Did You Know That a Klansman Almost Became Governor of Louisiana?
"For almost a year Louisiana was the laughingstock of the nation."
That was the way that our state's gubernatorial election of 1991 was described by two of our area's most astute political analysts. That was the year that a Ku Klux Klan grand wizard ran for Louisiana's highest office against a former governor who was being investigated for criminal activity.
In the fall of '91 everybody in the state knew that incumbent Governor Buddy Roemer was on the way out. And the sitting governor's lack-of-popularity was confirmed when Roemer finished third behind fellow Democrat and ex-guv Edwards and Republican Duke, a smooth talker who positioned himself as the only conservative in the race.
Edwards and Duke finished one-two in Louisiana's "jungle primary" and the pair squared off in a general election that put the state in the national spotlight...and what the nation saw wasn't very flattering.
The question of his participation in a historically violent, racist organization came up again and again, but the unflappable Duke had a standard response. His stock answer was to apologize for his past and declare himself a "born-again Christian."
Edwards, meanwhile, had his own skeletons, having been under investigation by various law enforcement organizations going back to his previous time in office. In fact, it was Edwards, taking hold of his own unsavory history, that gave rise to the campaign's most memorable slogan: "Vote for the crook. It's important."
Perhaps the turning point in the race came during an interview with a reporter from West Monroe, when Duke was unable to give a precise answer about where he went to church.
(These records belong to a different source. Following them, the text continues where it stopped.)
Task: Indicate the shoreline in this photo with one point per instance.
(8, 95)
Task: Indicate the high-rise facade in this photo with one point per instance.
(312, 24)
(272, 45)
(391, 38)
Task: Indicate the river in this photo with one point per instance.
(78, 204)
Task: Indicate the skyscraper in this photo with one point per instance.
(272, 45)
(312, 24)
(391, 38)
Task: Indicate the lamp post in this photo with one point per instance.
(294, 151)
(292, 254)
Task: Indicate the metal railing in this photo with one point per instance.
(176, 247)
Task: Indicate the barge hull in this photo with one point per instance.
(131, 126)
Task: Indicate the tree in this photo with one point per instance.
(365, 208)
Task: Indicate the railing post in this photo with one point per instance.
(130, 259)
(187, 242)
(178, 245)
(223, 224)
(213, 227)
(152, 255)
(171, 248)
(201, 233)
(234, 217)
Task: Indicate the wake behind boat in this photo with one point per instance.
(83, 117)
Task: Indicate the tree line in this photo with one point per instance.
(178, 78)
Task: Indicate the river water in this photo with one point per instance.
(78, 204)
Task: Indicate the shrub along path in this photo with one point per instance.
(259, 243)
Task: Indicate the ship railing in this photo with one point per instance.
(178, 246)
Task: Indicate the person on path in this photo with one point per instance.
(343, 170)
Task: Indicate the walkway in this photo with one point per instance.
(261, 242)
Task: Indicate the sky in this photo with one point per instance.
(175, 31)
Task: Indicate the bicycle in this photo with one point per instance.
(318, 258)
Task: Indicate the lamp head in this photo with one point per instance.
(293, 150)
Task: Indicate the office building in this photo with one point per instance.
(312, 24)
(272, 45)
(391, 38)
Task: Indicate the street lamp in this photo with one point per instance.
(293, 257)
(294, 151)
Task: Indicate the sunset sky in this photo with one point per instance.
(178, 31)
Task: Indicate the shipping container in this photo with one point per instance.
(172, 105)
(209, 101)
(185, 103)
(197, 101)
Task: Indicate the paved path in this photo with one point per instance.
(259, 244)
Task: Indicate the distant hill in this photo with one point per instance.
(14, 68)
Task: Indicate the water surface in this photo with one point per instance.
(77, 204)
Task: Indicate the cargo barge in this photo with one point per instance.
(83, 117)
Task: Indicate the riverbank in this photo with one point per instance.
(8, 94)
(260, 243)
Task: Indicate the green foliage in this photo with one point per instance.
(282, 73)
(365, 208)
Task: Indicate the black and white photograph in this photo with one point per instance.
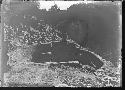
(61, 44)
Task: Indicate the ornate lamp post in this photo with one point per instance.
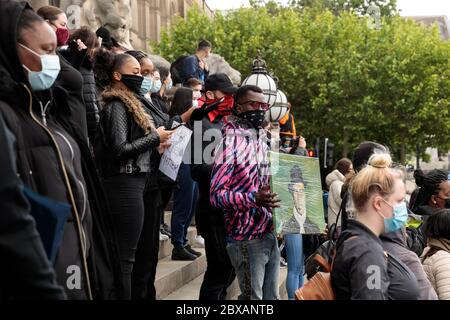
(261, 78)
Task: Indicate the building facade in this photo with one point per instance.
(133, 23)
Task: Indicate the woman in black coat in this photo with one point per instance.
(128, 139)
(82, 61)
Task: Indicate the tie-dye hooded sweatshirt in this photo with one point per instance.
(241, 168)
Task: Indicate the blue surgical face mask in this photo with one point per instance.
(170, 85)
(399, 219)
(147, 85)
(156, 86)
(44, 79)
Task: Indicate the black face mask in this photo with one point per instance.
(133, 82)
(255, 117)
(447, 203)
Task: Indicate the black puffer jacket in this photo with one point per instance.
(122, 146)
(91, 101)
(80, 61)
(25, 272)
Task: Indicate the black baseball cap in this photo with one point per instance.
(221, 82)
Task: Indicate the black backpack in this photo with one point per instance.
(176, 71)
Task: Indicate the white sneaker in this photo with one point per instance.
(199, 242)
(163, 237)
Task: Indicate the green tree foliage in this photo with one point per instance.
(361, 7)
(346, 81)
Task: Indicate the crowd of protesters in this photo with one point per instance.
(84, 123)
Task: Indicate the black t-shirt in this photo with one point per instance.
(363, 271)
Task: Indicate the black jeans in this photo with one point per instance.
(144, 272)
(126, 198)
(219, 273)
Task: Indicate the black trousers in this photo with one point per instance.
(126, 198)
(219, 273)
(144, 272)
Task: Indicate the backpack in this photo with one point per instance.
(319, 287)
(318, 268)
(176, 70)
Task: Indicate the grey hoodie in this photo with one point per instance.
(395, 244)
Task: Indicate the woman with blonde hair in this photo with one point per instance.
(362, 269)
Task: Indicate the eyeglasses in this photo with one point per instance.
(256, 105)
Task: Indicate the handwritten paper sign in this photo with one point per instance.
(173, 156)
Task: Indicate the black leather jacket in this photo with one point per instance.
(122, 146)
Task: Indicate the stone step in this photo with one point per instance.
(165, 247)
(191, 290)
(172, 275)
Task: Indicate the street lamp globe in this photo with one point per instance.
(262, 79)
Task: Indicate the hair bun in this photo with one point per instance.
(380, 160)
(419, 177)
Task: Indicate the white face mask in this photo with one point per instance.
(197, 95)
(44, 79)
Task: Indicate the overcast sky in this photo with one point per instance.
(407, 7)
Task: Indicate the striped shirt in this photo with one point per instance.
(241, 169)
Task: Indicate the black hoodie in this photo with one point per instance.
(55, 161)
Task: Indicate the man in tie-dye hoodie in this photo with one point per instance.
(240, 187)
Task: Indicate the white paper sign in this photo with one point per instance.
(172, 157)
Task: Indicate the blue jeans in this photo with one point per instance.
(295, 260)
(185, 200)
(257, 266)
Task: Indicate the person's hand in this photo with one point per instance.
(302, 143)
(81, 45)
(164, 134)
(267, 199)
(163, 147)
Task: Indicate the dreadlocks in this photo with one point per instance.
(429, 185)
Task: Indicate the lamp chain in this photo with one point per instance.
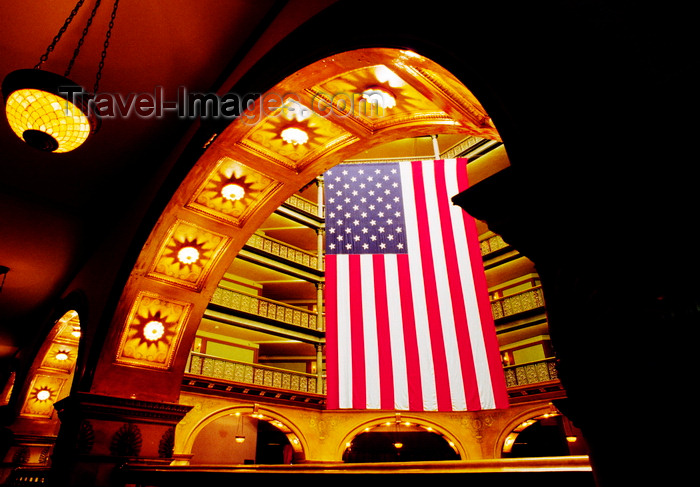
(67, 22)
(58, 36)
(98, 76)
(82, 38)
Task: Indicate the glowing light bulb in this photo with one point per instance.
(153, 330)
(379, 97)
(61, 356)
(43, 395)
(293, 135)
(188, 255)
(233, 192)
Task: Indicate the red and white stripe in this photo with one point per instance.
(415, 331)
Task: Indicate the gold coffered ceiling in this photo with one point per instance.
(249, 169)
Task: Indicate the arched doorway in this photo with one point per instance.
(49, 380)
(544, 435)
(245, 436)
(398, 442)
(400, 439)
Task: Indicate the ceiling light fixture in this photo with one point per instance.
(294, 135)
(188, 255)
(62, 356)
(153, 330)
(49, 111)
(380, 97)
(43, 395)
(233, 192)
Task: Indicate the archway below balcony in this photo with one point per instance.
(400, 439)
(244, 435)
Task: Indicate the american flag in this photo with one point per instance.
(408, 319)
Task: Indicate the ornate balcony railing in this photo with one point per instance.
(531, 373)
(302, 204)
(527, 300)
(266, 308)
(254, 374)
(492, 244)
(276, 248)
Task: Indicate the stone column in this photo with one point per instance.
(100, 433)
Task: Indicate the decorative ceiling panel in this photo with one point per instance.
(232, 192)
(187, 255)
(267, 138)
(44, 391)
(346, 94)
(152, 331)
(60, 357)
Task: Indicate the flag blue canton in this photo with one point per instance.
(364, 209)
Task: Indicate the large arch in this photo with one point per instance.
(171, 296)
In the eyes of most political experts, it was a gaffe from which the GOP candidate never recovered.
Things got down-and-dirty in the final days of the race, with Duke claiming that Edwards had mocked the crucifixion of Christ and had strayed from his marriage. Edwards responded in his own inimitable style by responding that, "The only thing we have in common is we're both wizards under the sheets."
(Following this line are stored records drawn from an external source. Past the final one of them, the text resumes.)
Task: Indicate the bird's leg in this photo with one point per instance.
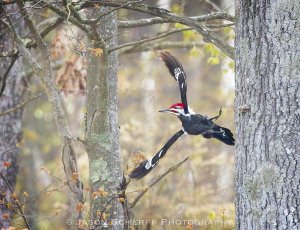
(216, 117)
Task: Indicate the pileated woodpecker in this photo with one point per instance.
(192, 124)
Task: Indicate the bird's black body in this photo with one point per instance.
(192, 124)
(196, 124)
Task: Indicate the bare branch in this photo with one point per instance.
(160, 36)
(155, 181)
(45, 72)
(158, 20)
(161, 46)
(207, 35)
(17, 203)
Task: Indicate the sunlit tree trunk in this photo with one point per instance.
(102, 140)
(267, 115)
(10, 128)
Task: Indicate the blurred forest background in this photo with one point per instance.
(202, 188)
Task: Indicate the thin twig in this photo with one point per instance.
(17, 203)
(135, 43)
(159, 20)
(161, 46)
(155, 181)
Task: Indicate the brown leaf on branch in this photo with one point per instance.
(71, 77)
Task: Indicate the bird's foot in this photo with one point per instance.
(216, 117)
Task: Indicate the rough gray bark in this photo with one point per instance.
(267, 115)
(102, 139)
(10, 126)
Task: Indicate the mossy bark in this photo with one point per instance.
(102, 139)
(267, 114)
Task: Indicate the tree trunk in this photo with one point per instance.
(267, 115)
(102, 139)
(10, 126)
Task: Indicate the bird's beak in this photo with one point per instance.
(164, 111)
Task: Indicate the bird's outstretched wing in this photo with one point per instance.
(177, 71)
(146, 166)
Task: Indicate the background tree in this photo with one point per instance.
(267, 114)
(81, 49)
(12, 89)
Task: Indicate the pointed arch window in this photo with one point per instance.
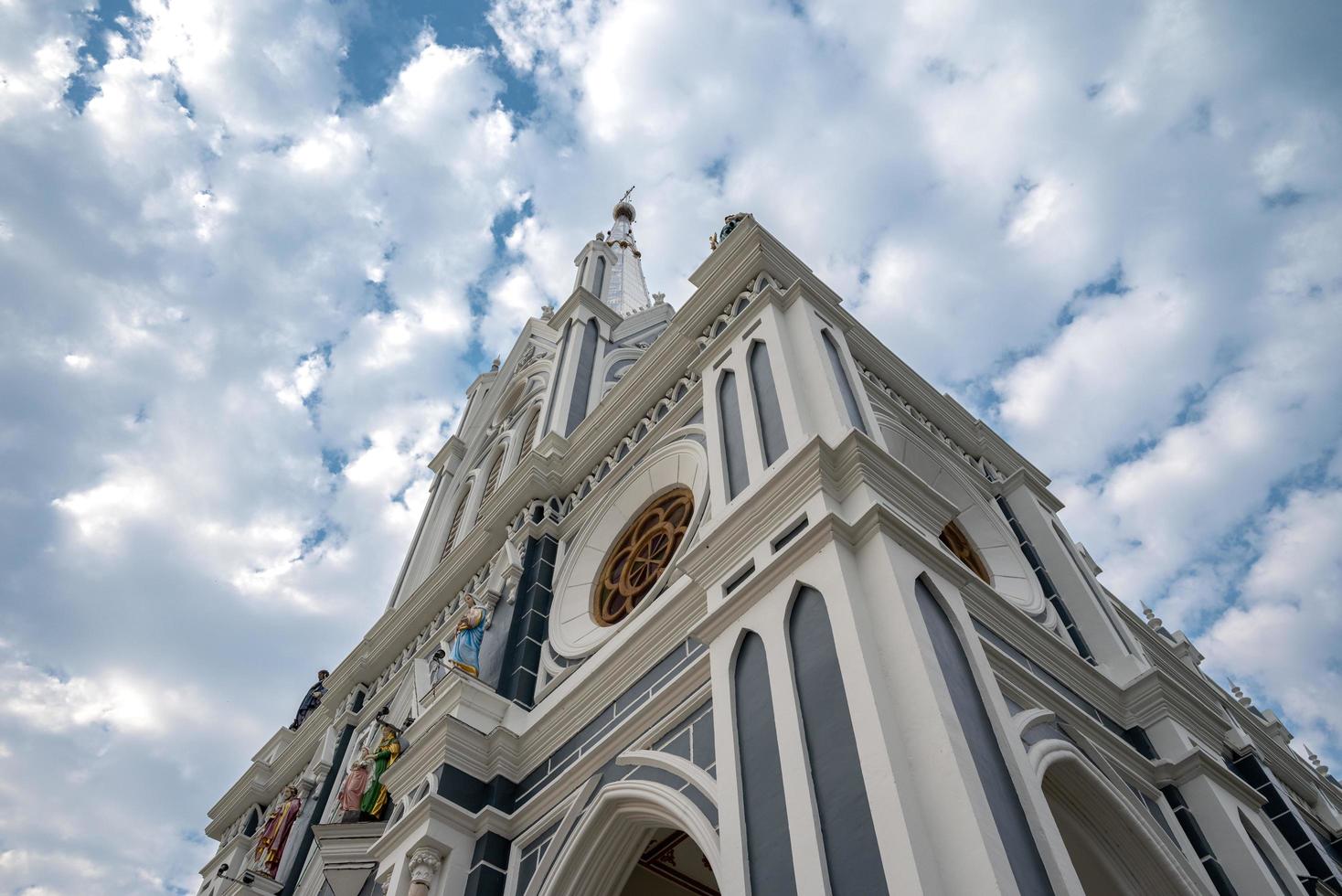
(840, 790)
(582, 377)
(456, 520)
(529, 435)
(768, 412)
(733, 440)
(953, 537)
(849, 397)
(492, 480)
(599, 276)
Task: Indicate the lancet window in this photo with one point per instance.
(529, 435)
(599, 276)
(733, 440)
(849, 399)
(768, 413)
(456, 520)
(492, 480)
(953, 537)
Come election day in November, the result seemed to be a foregone conclusion. Edwards trounced the born-again wizard, getting more than 60% of the vote.
Edwards, the state's four term governor, passed away earlier this week at 93. He was also convicted of extortion and money laundering in 2002. He was released from prison in 2011.
Duke made a number of runs for political office, including the United States Senate and House of Representatives. Most recently, he was portrayed by actor Toper Grace in the Spike Lee movie, "BlacKkKlansman."